The other night, after I finished my last paper for the semester, Sarah and I drove to New Orleans to pick up my sister, Shira. We then met up with Andy, had some extra salty and cheesy Mexican food, and went to go see Milk, the new Gus Van Sant movie about Harvey Milk.
The first time I heard about Harvey Milk was during my sophomore year of college. I was taking a solo-performance class and was performing an interpretation of Tim Miller’s “Spilt Milk.” Miller’s piece accentuated what it means to have your hopes shattered in a major way for the first time. I read it as a parallel story to my own, and as such, the death of Harvey Milk was not that interesting to me at the time. For me, the death of Harvey Milk in Miller’s story struck me as the moment that sealed Miller’s temporal doom. It meant that his journey was not going to be as simple as he thought. It was the realization that he had a journey, in the Gilgamesh, Jesus, Buddha kind of way. Miller says that San Francisco felt like a gay utopia in the late 70’s and the death of Harvey Milk shattered that false image. It’s here where the title of Miller’s piece is particularly disturbing. Miller is a highly affective performer, but if and when I have seen him cry, I can’t help but feel that there is still a part of him that is “acting.” This is by no means an admonition, especially since I think that he is only in part acting. The best affective performances are where the performer knows how close they can get to the line and position their performance at that point. Miller excels at this, and as such his performances are emotionally and politically charged. When we hear the last lines of this particular piece, and we hear of the death of Harvey Milk and George Moscone, we don’t see Miller break down. We do not see Miller cry over “Spilt Milk.” Instead, we see the burgeoning political activist coming into his own. We do not see that the utopia was shattered, but that the utopian image was shattered. The utopia never existed. When I was 19 and performing my adaptation of this piece, I focused on the shattering of the image without giving much thought to the particular image that Miller was evoking. In his piece, Miller was remembering a point in time where, for millions of people, an image of what could be seemed so close but was proven to be so very far away. Miller situates this in relation to his own story but is constantly evoking this larger audience.

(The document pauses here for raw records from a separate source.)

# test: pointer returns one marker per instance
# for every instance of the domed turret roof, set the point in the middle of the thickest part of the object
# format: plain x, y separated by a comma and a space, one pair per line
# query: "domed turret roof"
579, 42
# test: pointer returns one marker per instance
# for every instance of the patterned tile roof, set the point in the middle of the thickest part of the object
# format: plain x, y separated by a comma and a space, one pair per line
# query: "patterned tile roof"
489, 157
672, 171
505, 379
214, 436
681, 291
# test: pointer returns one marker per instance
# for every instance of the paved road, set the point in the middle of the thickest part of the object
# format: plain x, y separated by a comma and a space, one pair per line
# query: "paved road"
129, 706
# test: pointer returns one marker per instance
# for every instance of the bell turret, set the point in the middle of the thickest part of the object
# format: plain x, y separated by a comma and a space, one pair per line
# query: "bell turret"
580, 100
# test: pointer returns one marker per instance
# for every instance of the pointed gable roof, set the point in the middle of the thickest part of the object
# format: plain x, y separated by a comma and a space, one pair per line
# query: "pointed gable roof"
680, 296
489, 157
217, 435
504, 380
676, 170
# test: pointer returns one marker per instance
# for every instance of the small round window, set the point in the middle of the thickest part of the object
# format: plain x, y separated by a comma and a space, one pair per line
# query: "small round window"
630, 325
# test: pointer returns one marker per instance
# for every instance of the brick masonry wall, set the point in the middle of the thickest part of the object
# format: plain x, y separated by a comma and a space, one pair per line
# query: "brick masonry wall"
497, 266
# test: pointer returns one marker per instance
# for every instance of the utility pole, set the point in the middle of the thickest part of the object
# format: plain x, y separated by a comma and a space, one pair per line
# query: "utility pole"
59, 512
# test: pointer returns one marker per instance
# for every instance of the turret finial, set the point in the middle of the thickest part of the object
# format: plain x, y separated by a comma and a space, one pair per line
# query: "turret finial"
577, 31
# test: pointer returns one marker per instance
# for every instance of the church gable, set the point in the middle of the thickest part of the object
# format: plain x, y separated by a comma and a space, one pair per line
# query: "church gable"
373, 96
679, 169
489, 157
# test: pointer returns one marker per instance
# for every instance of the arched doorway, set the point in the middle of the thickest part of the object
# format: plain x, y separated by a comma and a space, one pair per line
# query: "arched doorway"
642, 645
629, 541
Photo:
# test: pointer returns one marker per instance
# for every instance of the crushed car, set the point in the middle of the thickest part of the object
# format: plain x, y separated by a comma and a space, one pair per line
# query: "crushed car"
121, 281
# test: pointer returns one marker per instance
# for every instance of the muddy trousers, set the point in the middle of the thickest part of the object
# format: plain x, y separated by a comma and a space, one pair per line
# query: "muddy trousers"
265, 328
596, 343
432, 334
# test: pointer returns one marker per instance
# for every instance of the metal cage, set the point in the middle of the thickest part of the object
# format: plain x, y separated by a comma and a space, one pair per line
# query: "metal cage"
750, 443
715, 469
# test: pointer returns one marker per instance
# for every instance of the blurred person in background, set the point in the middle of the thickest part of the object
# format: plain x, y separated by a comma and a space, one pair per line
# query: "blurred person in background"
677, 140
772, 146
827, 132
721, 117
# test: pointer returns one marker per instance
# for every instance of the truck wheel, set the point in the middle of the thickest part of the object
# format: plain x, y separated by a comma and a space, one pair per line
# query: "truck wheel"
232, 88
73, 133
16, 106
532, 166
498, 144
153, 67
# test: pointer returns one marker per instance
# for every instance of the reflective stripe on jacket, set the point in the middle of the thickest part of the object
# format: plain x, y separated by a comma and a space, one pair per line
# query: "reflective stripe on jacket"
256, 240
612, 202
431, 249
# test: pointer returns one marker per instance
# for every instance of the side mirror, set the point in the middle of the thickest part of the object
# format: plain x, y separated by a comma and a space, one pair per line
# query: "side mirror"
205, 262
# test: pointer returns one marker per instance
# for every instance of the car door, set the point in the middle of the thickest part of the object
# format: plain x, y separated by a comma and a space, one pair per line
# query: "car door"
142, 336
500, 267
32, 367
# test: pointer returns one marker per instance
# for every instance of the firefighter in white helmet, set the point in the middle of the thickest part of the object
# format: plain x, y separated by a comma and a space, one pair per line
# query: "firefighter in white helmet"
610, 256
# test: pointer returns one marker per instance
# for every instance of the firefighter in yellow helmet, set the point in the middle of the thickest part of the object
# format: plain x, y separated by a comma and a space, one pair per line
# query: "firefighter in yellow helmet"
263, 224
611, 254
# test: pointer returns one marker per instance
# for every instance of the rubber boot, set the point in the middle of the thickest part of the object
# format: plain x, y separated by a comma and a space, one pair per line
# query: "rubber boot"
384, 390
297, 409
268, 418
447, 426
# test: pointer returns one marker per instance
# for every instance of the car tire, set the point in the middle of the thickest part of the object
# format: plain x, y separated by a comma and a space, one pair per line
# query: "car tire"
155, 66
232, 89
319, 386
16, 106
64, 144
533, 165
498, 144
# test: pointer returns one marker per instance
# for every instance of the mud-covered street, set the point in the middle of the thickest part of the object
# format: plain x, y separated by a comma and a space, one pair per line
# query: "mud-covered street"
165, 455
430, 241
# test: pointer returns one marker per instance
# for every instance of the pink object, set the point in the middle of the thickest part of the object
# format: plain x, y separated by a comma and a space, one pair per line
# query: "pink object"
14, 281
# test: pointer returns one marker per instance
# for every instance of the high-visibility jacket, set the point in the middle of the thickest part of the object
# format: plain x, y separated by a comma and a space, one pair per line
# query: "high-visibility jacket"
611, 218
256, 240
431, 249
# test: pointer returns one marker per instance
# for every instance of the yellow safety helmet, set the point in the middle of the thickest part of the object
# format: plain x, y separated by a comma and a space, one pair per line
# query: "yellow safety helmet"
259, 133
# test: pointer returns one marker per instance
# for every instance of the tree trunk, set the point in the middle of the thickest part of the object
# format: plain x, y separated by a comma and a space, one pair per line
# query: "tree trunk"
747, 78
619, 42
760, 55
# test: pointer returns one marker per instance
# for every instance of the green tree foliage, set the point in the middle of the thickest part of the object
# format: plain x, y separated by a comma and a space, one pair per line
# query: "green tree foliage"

I look back on my performance at the time and see that what I did was leave the global message that Miller was evoking, totally out of the performance, and focused instead on myself at a particular moment in time. My performance, while highly effective (I drew some conclusions that I otherwise wouldn’t have, and I created an enjoyable thirty minutes of theatre for my audience), was barely, if at all, affective. As such, I allowed my audience and myself to leave the theater unchanged.